I’m swinging between high excitement and discouragement. I have an opportunity that thrills me when I think about it, but is also so much bigger than anything I’ve held that I fear it’s more than I can wrangle. As if I had been elected to lasso the moon (so long as I can find enough rope).

Last summer I took on the position of manager for a local farmers’ market. The market was essentially a non-entity, though there had previously been vendors selling at our intended location. The mayor desired a market to bring people to the town’s lovely new park, so he presented this to my pastor, who in turn sold me as the manager. No credentials, no experience, and no current resume (not to mention no familiarity with my new home), and yet I was gifted an opportunity that suited a million different interests of mine. The mayor doesn’t want to run it, and my pastor doesn’t want to run it, so they handed me a list of potential vendors and suggested I interpret the concept of a market any way I could imagine it.

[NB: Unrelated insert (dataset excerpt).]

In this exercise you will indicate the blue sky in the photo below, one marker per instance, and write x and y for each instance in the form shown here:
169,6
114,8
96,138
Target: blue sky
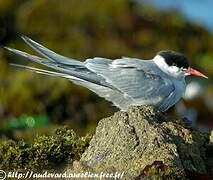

I sat down with a couple people with a hobby-interest in my project and we carved out two six-week runs in the summer and fall. With a few facsimiles of local market paperwork I generated a very basic application, a volunteer created a gorgeous graphic for banners, and we found a line-up of musicians to play. A couple dozen vendors passed through, and in the end the folks at Town Hall helped me throw a big festival to bring it to a close. (I called it the “Market Hay Day”.) It was a whirlwind that didn’t involve much planning. Couldn’t involve it, I guess.

The new year is on us, and I’m still offered the opportunity (as a volunteer, so it’s no skin off anyone’s nose), so I’ve begun to think with long-term goals in mind. There is no board, no committee, no LLC or 501(c). I alone am the only person planning what may happen with this market in the spring. It’s like a vast, blank space for creativity and a barren, dangerous desert at the same time.

I know there are people who can share my vision with me, and I pray they will find me. One step at a time.